Ribosomal cistrons in higher plant cells. II. Sequence homology between the two mature rRNAs of sycamore cells and intracistronic reiteration. A DNA - rRNA hybridization study.

作者信息

Miassod R, Cecchini J P

出版信息

Biochim Biophys Acta. 1976 Jan 5;418(1):117-31. doi: 10.1016/0005-2787(76)90332-4.

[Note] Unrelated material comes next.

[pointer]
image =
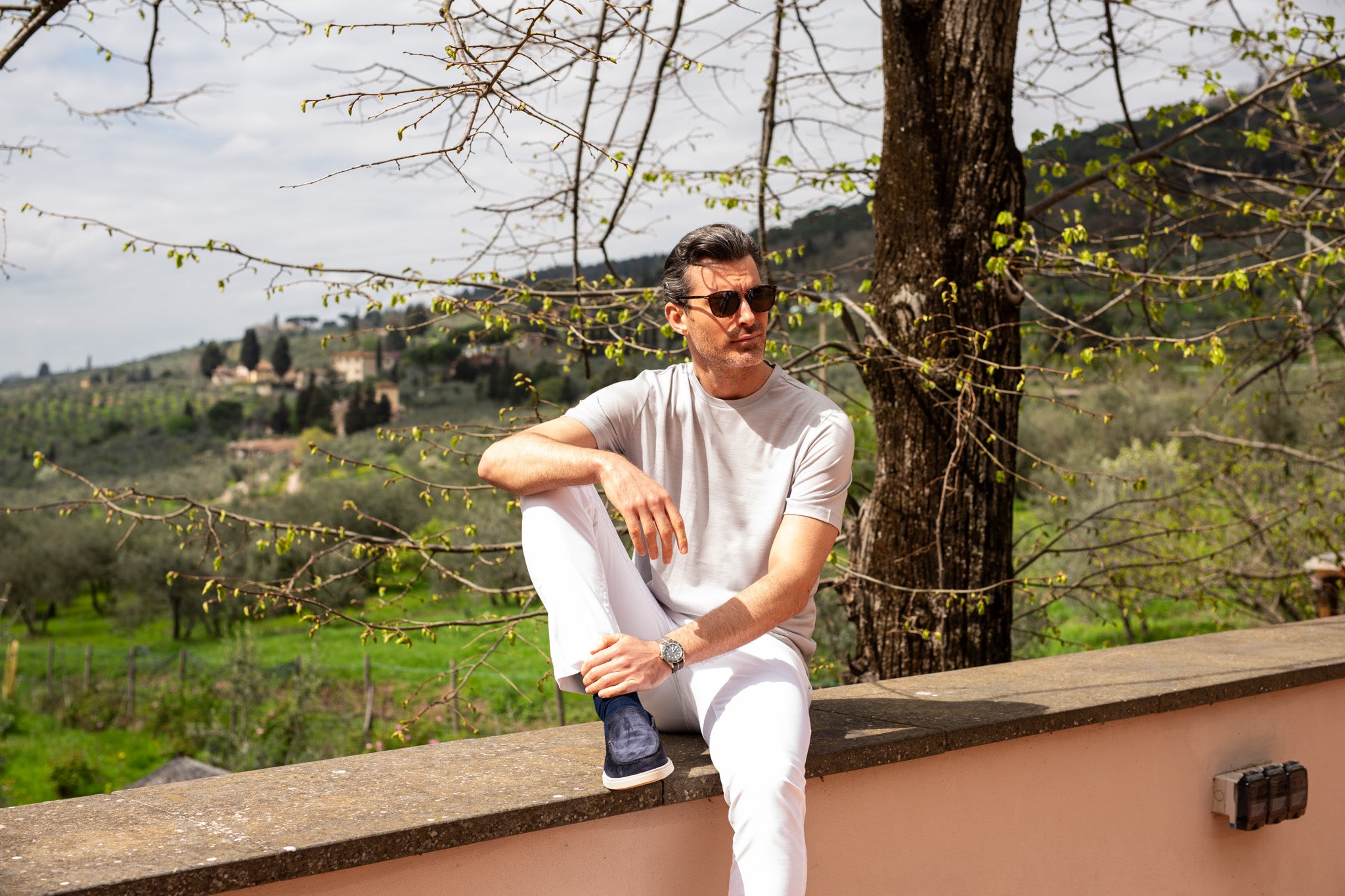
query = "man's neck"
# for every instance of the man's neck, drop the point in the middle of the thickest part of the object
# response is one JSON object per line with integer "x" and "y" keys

DOI:10.1016/0005-2787(76)90332-4
PMID:1244849
Abstract
  1. Uniformly labelled rRNA of sycamore cells has been annealed with homologous DNA. The fractions of DNA complementary to the 17S, or 26S, or 17S + 26S rRNAs are found to be 0.19%, 0.15% and 0.23%. They are not in the ratio of the molecular weight values (0.8, 1.2 and 2 - 10(6), respectively for the 17S, 26S and 17S + 26S rRNAs). This result is compatible with the large hybridization competition observed between the two rRNAs (53 and 72%) and with the shift-down of saturation curves when DNA is presaturated with unlabelled rRNA before the incubation with the other labelled rRNA. 2. Under the selected experimental procedure, the DNA - rRNA hybrids formed appear to be specific. Since there is an equal number of structural genes for the 17S and 26S rRNAs, these results mean the occurrence of a great sequence homology, strictly restricted to the two rRNAs. Homologous and specific sequences have been estimated to 0.1 and 0.7, or 0.85 and 0.35 million daltons, respectively in the 17S or 26S structural genes. 3. From the calculated lengths of homologous sequences, an intracistronic reiteration of some ribosomal sequences can be deduced. This internal reiteration is directly evidenced by the complex pattern of DNA - rRNA annealing curves. As demonstrated by base-composition analysis, the internal reiteration is heterogeneous and concerns both the homologous and specific sequences. In addition, the DNA saturation values allow the calculation of 4000 copies for the ribosomal cistron in the whole sycamore genome.
摘要
  1. 已将梧桐细胞均匀标记的rRNA与同源DNA进行退火处理。发现与17S、26S或17S + 26S rRNA互补的DNA片段分别为0.19%、0.15%和0.23%。它们并不符合分子量值的比例(17S、26S和17S + 26S rRNA的分子量分别为0.8、1.2和2 - 10(6))。这一结果与在两种rRNA之间观察到的大量杂交竞争(53%和72%)以及当DNA在用未标记的rRNA预饱和后再与另一种标记的rRNA孵育时饱和曲线的下移现象相一致。2. 在所选的实验程序下,形成的DNA - rRNA杂交体似乎具有特异性。由于17S和26S rRNA的结构基因数量相等,这些结果意味着存在高度的序列同源性,且严格局限于这两种rRNA。同源和特异性序列在17S或26S结构基因中的估计值分别为0.1和0.7,或0.85和0.35百万道尔顿。3. 根据计算出的同源序列长度,可以推断出一些核糖体序列的顺反子内重复。这种内部重复直接由DNA - rRNA退火曲线的复杂模式所证明。碱基组成分析表明,内部重复是异质性的,涉及同源和特异性序列。此外,DNA饱和值允许计算出整个梧桐基因组中核糖体顺反子的4000个拷贝。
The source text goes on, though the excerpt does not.